The objects I paint are always shown as they are in the world — I don’t pull any magic tricks — it’s straightforward realism. But the one thing I do is scale-up. These bubble gum machines can hold a place of imagination and nostalgia. When painted large and bold, they dominate the space they are in. I suppose, in a way, the “trick” is to make you notice and captivate you, even just for a moment.
I had these hanging in my house for several months, but they are now in Los Angeles at the George Billis Gallery where they will be on display from February 22 – March 28.
The big red Acorn gum machine’s little blue brother. As I have lamented before, I wish everyone looking at this on their screen could see it in person. The colour, the detail the subtle texture of the painted surface, all these vanish and flatten with the backlighting of the device you’re viewing.

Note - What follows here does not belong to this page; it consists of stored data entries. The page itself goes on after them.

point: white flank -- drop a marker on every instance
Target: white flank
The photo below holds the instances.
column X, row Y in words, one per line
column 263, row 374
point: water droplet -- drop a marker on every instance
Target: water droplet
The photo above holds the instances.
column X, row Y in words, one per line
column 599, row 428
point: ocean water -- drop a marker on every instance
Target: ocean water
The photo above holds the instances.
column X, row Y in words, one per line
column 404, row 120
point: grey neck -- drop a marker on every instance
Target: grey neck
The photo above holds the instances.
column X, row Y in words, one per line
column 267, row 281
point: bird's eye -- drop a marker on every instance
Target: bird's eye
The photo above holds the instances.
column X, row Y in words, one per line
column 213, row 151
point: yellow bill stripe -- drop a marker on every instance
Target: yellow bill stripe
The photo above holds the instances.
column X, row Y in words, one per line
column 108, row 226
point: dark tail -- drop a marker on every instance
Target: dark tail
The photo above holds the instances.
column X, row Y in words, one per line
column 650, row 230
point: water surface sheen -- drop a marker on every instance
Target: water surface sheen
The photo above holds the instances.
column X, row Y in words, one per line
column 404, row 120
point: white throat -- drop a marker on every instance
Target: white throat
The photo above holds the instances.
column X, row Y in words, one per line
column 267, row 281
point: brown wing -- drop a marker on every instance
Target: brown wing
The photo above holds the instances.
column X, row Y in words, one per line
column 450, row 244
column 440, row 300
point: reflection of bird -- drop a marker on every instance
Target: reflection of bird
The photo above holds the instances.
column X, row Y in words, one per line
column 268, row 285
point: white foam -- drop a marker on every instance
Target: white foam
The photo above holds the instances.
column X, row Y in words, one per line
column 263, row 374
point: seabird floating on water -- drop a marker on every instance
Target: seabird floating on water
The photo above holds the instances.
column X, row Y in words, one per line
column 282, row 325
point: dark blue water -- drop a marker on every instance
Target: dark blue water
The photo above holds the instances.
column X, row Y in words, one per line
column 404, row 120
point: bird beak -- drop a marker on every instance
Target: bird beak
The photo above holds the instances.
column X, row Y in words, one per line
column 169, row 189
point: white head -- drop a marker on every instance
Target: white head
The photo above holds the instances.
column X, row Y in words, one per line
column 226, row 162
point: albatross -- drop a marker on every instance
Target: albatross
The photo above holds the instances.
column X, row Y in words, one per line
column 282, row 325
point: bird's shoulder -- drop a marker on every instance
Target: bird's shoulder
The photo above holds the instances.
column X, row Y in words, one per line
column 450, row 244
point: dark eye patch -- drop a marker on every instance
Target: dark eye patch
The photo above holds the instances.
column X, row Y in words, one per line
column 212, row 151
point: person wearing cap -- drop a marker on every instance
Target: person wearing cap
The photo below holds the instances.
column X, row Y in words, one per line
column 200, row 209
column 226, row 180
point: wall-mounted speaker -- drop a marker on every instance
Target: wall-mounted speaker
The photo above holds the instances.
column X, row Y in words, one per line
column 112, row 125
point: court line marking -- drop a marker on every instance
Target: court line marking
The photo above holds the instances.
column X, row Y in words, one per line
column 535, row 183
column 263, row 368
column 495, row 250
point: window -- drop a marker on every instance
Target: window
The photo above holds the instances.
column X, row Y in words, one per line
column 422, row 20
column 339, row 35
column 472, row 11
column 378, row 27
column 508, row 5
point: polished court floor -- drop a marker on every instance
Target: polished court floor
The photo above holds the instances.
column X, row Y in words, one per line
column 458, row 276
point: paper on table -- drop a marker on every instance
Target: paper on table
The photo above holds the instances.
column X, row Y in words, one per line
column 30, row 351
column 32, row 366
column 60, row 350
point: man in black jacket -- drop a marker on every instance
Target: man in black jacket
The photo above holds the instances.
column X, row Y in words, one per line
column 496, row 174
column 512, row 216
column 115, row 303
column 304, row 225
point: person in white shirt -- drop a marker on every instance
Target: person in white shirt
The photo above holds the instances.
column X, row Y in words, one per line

In 2009 I painted this big red Acorn gum machine – so it was time to visit it again. My motive to paint this is obvious – it’s a beautiful thing to behold. Also, Wayne Thiebuad painted gum machines and he’s an inspiration.
I’m more confident with details and relaxed with the time that it takes to focus. In 2009 I intentionally only painted a few gumballs. There is also the darker atmosphere. I have a much brighter studio now and the result shows in the paintings.
At once these paintings are both simple and complex – like a metaphor for all things in life.